CHP Bursa Milletvekili ve PM Üyesi Orhan Sarıbal, TÜİK tarafından açıklanan Tarımsal Girdi Fiyat Endeksi (Tarım-GFE) verilerine tepki göstererek, “Açıklanan veriler gerçeği yansıtmıyor. TÜİK bu rakamları nereden alıyorsa söylesin çiftçilerimiz girdilerini oradan alsın.” dedi.
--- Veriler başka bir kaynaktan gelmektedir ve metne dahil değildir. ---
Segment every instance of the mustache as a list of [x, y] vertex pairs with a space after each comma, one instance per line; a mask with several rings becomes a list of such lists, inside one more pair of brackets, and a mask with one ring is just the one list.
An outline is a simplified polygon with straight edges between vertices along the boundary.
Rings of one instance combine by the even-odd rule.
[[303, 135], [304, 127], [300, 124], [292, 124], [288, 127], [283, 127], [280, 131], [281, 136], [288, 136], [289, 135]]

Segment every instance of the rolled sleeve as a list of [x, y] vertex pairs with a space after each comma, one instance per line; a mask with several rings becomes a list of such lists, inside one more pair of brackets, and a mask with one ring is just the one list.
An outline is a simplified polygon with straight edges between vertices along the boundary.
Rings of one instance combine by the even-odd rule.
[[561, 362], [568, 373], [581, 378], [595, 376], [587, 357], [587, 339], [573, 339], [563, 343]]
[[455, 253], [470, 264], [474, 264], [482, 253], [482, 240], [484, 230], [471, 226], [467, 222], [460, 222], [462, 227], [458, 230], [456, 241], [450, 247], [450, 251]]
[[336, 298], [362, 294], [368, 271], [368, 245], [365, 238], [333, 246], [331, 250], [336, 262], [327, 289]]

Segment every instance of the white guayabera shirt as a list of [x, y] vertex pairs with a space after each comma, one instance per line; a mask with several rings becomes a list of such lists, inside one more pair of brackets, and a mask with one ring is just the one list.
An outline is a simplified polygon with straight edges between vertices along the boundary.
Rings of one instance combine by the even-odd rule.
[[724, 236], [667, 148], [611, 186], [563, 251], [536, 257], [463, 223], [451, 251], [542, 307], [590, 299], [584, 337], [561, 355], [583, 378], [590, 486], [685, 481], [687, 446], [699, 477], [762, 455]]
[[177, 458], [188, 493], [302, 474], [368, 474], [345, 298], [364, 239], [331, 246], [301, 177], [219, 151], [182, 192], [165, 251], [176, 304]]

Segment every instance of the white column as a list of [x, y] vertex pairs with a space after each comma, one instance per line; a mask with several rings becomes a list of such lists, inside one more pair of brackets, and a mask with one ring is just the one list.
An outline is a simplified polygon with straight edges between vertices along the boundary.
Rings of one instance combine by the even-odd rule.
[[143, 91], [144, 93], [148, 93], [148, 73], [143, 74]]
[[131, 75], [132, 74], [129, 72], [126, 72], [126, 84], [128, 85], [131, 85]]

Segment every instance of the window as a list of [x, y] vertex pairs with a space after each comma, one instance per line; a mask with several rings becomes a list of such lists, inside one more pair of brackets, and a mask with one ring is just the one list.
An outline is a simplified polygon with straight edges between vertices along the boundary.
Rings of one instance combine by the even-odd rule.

Sarıbal, Meclis’te düzenlediği basın toplantısında 21 Aralık’ta TÜİK tarafından açıklanan Ekim 2022 dönemine ait Tarımsal Girdi Fiyat Endeksi (Tarım-GFE) verilerini değerlendirdi. Açıklanan verilere göre Tarımsal Girdi Fiyat Endeksi’nin aylık % 2,68, yıllık % 134,76 oranında artış olduğunu hatırlatan CHP’li Vekil Sarıbal, şunları söyledi: “TÜİK’e göre tohum ve fide %94, mazot %234, tarımsal elektrik fiyatları % 129, gübre % 193, tarımsal ilaçlar % 108, yem % 141 arttı. Ama bu doğru değil. Türkiye’de en çok kullanılan bakırlı tarım ilaçlarının fiyatı 3,5 kat artmış, onlar hala yüzde 100’den bahsediyorlar. Yine tohumdan örnek vermek gerekirse, devletin bir kuruluşu olan TİGEM geçen yıl 3 bin 500 liradan sattığı tohumu bu yıl çiftçiye 10 bin 500 liraya sattı. 3 kat artış var. Daha önce de söylemiştim yine tekrarlayayım, TÜİK bu rakamları nereden alıyorsa söylesin, çiftçiler olarak biz de oradan alalım. Paramızın düşmanı değiliz. Niye 3 – 4 kat fazla para verelim.”
Gıda fiyatlarındaki artış devam edecek
Açıklanan rakamların çiftçinin ucuza üretemediğini, bunun da gıda fiyatlarına yansıyacağını kaydeden Orhan Sarıbal, Türkiye’nin, gıda enflasyonunun en yüksek olduğu ülkeler sıralamasında dünyada dördüncü, Avrupa Birliği ve OECD ülkelerinde birinci sırada olduğunu, gıda enflasyonundaki artışın devam edeceğini vurguladı. Sarıbal, “Tarımsal girdi fiyatları artıyor. Gıda enflasyonu artarak devam ediyor. Bu nedenle açıklanan 8 bin 500 lira asgari ücret hiçbir sorunu çözmeyecektir. Çünkü gıda fiyatlarındaki artış durmayacak. Her yapılan ücret artışının yeni zamlar oluşturacağını çok net bir şekilde görmek zorundayız. Toplumun yüzde 90’ı, AKP’nin uyguladığı para politikaları, ekonomi politikaları ve yanlış stratejiler yüzünden ne yazık ki yoksulluğa, yetersiz beslenmeye mahkûm edilmiş; ülke buğdaya, arpaya, mısıra muhtaç bırakılmıştır.” diye konuştu.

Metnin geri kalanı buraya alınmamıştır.